I don't say that there are no moral issues here, but that they need to be clearly identified. In an area rife with confusion and paradox (including the paradox that modern methods may allow infertility to be passed on to your children), vague portentousness takes us nowhere. If we don't get the terms of the argument right, it will simply be short-circuited by fear or babies. At the start of last night's programme, Robert Winston pointed out that he and his colleagues were initially despised for creating "test-tube babies"; but by now, with plenty of happy parents and bouncing babies to show for it - illustrated by a gathering of babies with "I'm an IVF baby" badges - the scruples have ebbed, and Parliament has decided that IVF does more good than harm. Similarly, a serene 50-year-old mother predicted that when enough women her age had had children, people would stop thinking of it as unnatural.
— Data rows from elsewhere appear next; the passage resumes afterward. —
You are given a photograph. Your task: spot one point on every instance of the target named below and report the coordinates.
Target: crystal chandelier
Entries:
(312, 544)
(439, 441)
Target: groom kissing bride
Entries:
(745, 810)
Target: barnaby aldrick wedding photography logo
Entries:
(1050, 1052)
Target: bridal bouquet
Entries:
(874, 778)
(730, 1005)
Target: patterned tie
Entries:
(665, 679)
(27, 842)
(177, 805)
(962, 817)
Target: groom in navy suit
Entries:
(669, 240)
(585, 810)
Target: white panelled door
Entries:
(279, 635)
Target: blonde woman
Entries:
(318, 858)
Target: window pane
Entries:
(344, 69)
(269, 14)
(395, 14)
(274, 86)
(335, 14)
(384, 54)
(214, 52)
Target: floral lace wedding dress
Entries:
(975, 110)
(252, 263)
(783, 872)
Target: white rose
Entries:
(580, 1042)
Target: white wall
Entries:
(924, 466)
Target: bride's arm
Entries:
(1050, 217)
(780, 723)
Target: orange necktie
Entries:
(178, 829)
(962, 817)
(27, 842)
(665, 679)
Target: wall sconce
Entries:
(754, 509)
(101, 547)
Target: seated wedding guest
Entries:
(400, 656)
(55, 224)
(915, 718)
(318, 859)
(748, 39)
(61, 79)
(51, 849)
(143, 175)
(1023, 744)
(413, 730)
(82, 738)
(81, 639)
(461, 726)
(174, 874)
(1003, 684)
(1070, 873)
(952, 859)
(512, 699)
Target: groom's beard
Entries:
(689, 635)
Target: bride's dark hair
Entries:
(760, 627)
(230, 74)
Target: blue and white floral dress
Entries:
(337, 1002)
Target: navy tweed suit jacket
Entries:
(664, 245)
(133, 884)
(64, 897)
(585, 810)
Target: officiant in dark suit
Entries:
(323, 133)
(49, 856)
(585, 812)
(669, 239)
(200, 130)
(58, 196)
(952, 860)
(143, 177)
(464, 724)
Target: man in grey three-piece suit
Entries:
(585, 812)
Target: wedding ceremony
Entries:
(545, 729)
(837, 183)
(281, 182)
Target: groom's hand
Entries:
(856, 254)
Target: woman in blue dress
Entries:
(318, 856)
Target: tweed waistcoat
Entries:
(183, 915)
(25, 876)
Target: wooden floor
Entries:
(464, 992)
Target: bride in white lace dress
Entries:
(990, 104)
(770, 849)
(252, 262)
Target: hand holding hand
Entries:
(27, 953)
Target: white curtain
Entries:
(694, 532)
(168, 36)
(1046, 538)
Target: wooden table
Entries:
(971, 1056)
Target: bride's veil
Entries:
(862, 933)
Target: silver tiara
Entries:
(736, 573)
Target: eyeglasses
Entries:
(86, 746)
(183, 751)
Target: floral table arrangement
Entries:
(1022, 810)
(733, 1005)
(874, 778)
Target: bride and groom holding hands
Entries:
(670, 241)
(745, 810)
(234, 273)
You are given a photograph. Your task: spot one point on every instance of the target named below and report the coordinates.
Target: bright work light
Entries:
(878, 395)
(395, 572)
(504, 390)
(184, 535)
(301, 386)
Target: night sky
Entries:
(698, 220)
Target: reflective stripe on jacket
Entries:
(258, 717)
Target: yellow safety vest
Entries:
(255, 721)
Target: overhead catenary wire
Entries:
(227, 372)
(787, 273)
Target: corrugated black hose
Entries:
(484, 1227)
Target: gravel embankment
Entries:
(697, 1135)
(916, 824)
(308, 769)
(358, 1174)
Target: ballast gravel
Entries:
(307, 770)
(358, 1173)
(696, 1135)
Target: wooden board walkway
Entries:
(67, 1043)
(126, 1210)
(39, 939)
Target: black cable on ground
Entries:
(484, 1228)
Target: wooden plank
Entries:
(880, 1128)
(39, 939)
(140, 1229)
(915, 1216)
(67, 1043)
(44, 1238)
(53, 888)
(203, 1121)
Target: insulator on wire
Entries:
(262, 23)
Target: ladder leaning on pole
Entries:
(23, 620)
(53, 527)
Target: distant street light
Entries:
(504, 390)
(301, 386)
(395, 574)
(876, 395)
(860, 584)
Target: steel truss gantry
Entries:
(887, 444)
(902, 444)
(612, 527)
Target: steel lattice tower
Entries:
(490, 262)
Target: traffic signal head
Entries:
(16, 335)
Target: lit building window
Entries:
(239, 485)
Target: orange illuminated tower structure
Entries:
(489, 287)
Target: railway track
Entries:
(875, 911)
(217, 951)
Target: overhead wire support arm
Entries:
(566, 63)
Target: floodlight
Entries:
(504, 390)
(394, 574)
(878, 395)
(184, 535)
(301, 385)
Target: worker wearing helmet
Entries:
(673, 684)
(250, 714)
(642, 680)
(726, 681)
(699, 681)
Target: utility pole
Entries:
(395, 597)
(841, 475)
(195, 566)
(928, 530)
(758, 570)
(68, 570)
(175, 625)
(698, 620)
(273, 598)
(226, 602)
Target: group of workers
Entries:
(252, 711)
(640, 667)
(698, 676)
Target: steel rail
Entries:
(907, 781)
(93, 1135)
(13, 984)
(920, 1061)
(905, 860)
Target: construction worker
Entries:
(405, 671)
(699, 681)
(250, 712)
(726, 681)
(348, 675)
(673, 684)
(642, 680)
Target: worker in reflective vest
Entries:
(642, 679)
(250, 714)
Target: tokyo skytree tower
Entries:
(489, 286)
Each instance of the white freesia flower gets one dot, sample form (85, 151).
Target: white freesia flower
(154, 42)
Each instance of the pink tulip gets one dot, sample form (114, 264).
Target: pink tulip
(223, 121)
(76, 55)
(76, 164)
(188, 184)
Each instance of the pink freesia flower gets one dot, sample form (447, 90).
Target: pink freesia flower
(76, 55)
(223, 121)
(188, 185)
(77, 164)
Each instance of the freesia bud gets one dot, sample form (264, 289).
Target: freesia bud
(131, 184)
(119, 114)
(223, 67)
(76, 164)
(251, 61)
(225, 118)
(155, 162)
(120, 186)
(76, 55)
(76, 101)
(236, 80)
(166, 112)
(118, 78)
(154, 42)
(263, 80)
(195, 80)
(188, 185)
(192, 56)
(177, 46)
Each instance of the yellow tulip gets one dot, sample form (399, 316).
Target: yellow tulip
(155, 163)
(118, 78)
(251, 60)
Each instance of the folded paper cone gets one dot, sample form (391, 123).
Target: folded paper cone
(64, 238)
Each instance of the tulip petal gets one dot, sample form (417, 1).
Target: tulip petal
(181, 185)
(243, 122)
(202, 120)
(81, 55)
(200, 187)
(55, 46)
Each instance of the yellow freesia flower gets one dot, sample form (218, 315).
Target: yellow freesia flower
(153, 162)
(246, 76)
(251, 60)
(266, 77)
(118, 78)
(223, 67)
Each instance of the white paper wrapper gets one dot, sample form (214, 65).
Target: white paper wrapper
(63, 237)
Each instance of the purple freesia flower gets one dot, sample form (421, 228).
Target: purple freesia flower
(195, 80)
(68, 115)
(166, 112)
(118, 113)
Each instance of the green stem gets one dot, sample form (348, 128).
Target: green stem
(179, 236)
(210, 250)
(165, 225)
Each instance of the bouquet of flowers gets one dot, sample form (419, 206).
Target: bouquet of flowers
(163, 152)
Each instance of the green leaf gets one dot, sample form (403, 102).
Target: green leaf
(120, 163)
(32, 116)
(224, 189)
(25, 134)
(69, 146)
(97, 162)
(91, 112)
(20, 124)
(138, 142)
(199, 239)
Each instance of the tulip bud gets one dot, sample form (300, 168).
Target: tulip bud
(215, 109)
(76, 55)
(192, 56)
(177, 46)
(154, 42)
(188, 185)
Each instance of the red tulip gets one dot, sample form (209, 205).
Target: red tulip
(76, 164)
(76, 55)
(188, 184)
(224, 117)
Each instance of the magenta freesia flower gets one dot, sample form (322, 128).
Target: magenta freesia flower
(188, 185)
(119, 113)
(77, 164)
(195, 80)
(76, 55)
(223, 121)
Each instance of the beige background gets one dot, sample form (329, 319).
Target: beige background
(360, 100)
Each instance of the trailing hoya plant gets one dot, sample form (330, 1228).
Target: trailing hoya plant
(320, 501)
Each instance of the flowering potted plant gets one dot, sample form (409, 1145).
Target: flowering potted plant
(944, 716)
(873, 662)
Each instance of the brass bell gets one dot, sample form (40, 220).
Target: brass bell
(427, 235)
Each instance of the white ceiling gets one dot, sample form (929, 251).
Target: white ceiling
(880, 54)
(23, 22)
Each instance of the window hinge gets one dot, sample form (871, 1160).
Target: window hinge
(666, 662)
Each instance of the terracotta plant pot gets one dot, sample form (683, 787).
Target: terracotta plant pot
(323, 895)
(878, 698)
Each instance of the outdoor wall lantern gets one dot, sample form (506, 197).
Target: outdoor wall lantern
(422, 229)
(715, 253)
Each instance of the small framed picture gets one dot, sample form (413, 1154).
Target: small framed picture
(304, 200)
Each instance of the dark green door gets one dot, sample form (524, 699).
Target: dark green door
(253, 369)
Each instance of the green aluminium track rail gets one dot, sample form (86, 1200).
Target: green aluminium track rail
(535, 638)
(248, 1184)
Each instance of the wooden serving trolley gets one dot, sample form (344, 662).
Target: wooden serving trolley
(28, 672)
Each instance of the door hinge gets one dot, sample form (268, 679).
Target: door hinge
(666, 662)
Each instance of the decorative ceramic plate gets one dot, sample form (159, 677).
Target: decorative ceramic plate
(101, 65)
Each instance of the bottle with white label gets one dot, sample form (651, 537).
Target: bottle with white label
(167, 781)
More chilling than any treatment for infertility, though, is the prospect of "designer babies". The Baby Makers included one scientist who maintained that we don't criticise parents for doing the best for their children after birth, so why should we criticise them for what they do before? There are too many objections to this to get into a few lines. One is that we do criticise parents who try too hard to do the best for their children after birth, if they seem to be forcing them into a mould. Another is the Edsel argument: the Ford Edsel was designed to meet every requirement of the modern woman, and it ended up a lemon. Why should children designed to meet parental requirements turn out any better? Cue ominous music.